The end of the 12-game homestand feels half-empty, with a leak in the glass.

Instead of making strides toward the top of the AL Central, the Twins are seven games back -- a half-game further back than at the beginning of those dozen games. Worse, there are signs of fraying right now. The starting pitching didn't come through against the Tigers, with the exception of Scott Baker's five innings on Saturday, and the offense chugged along in a low gear, when it chugged at all.
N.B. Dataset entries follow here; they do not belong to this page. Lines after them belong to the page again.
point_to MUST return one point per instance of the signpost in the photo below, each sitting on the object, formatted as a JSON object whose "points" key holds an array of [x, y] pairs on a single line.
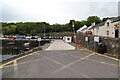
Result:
{"points": [[86, 39], [96, 39], [39, 39]]}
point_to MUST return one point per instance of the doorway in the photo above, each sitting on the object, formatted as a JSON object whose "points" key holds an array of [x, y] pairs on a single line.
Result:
{"points": [[116, 33]]}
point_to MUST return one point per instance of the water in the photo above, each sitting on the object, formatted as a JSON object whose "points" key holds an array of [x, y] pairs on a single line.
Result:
{"points": [[12, 48]]}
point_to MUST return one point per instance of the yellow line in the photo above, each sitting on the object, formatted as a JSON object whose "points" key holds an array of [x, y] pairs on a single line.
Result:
{"points": [[96, 61], [101, 62], [15, 59], [66, 66], [23, 63], [104, 55]]}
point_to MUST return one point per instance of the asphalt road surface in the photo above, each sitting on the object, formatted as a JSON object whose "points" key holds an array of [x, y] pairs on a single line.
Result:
{"points": [[79, 63]]}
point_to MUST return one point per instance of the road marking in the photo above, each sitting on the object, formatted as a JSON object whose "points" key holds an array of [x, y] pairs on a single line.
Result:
{"points": [[104, 55], [96, 61], [66, 66], [86, 76], [108, 57], [2, 66], [101, 62], [23, 63], [54, 61]]}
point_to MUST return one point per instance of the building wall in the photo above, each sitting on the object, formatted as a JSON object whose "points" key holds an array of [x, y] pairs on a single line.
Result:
{"points": [[112, 44], [106, 30]]}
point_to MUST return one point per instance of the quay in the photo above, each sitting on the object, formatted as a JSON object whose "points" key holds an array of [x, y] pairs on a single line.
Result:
{"points": [[60, 60]]}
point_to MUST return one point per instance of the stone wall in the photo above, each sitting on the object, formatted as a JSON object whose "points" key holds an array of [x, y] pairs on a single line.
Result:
{"points": [[112, 44]]}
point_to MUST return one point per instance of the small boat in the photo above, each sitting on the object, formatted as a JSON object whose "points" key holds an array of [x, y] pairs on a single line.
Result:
{"points": [[26, 44]]}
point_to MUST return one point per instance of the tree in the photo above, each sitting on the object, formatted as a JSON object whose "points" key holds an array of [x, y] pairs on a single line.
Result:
{"points": [[92, 19], [8, 30], [105, 19]]}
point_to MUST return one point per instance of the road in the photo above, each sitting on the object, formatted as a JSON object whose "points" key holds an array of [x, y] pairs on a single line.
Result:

And Sunday featured another overamped and unsatisfactory performance by Francisco Liriano. Four walks, two wild pitches and six hits -- including four straight before he was yanked from the game in the third inning -- created a 4-0 hole that the Twins' offense was incapable of closing. It was another of his mechanics-poor outings and Liriano punctuated it with a throwing-and-kicking tantrum when he reached the dugout. Even that was a pale imitation of the Chris Perez display last Tuesday after the Cleveland reliever gave up the game-losing hit in the ninth inning. That spoke to maturity, and not in the way you'd want.
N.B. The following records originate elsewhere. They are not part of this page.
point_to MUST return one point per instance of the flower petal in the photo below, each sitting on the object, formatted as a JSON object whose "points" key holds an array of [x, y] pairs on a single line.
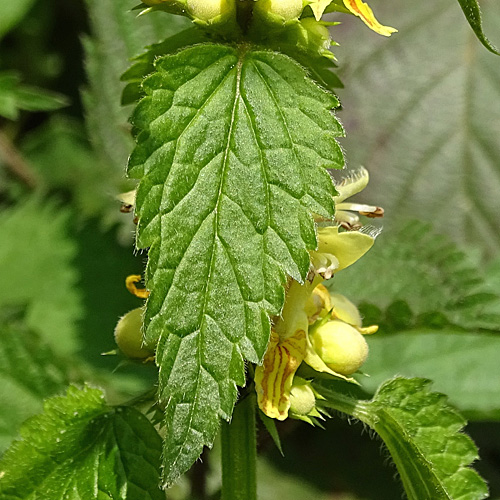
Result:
{"points": [[363, 11], [318, 7], [273, 379], [347, 247]]}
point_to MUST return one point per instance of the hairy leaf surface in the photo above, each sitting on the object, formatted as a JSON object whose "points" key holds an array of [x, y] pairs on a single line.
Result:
{"points": [[423, 435], [440, 283], [80, 448], [232, 150], [463, 365]]}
Whatever the reason, it was another indication that the Twins were sadly wise in not offering more than a one-year contract to Liriano at the start of the season. Right now -- and this could be the half-emptiness writing -- I'd like to see him finish strong so Liriano has some trade value come winter. Let his inconsistency, whatever the reason, be some other team's problem.

There were other distressing shortcomings against Detroit. The offense failed repeatedly when big hits were needed and Sunday's defense was especially shabby. Liriano wasn't much good Sunday, but his knockout came during an inning when the Twins pretty much gave Detroit five outs. There was Magglio Ordonez stealing his 11th base in the last eight seasons when Joe Mauer double-clutched and then threw high to second base and Alexi Casilla's boot of a double-play grounder that allowed the inning's final run to score. Detroit scored its final run in the sixth on an Anthony Swarzak wild pitch that Mauer should have been able to smother.
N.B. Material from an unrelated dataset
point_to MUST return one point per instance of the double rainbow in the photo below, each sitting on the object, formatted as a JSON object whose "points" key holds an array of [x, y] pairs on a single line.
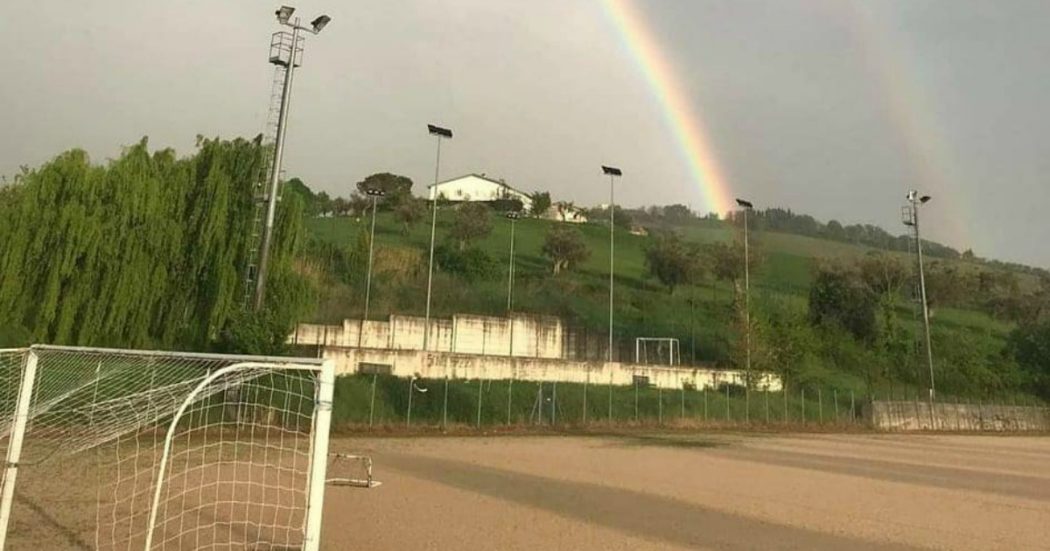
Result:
{"points": [[683, 120]]}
Sunday's game degenerated to the point of endless TV announcer conversation about the troubles caused by the shadows coming across the field on a sunny day with a late-afternoon start. Just when you thought everything had been said about the subject, they found another ... (Cutting if off here, lest I go on and on and on, too.)

Being seven games out with 61 games to play is not an insurmountable gap.

But...

The Twins start a four-game series tonight against Texas, which had a 12-game winning streak earlier this month before losing three of its last five.

Carrying 13 pitchers leaves a skinny bench that will force Gardy to think twice about hitting for the slumping Ben Revere and Tsuyoshi Nishioka, and perhaps force him to pretend that Jason Kubel is just fine against left-handed pitching, which the Twins should see a lot against the Rangers and in Oakland. (The options are Butera catching/Mauer at first/Cuddyer in right or Mauer catching/Cuddyer at first/Plouffe in right.)

I assume the questions about how aggressively to "buy" talent will be revisited by management. A bad series against Texas and -- depending on how Detroit and Cleveland do at the same time -- the Twins could well run up the sellers' flag for Sunday's trade deadline.

Casilla still has two more home runs that Mauer, who teased us with a sweet hitting run before going 3-for-15 (all singles) in the Detroit series.

The only spirit-propping thing right now is thinking back to 2009, and the number of times I wrote off the Twins chances before their end-of-season title push.

I'd really like to have more to lean on right now than what happened two years ago.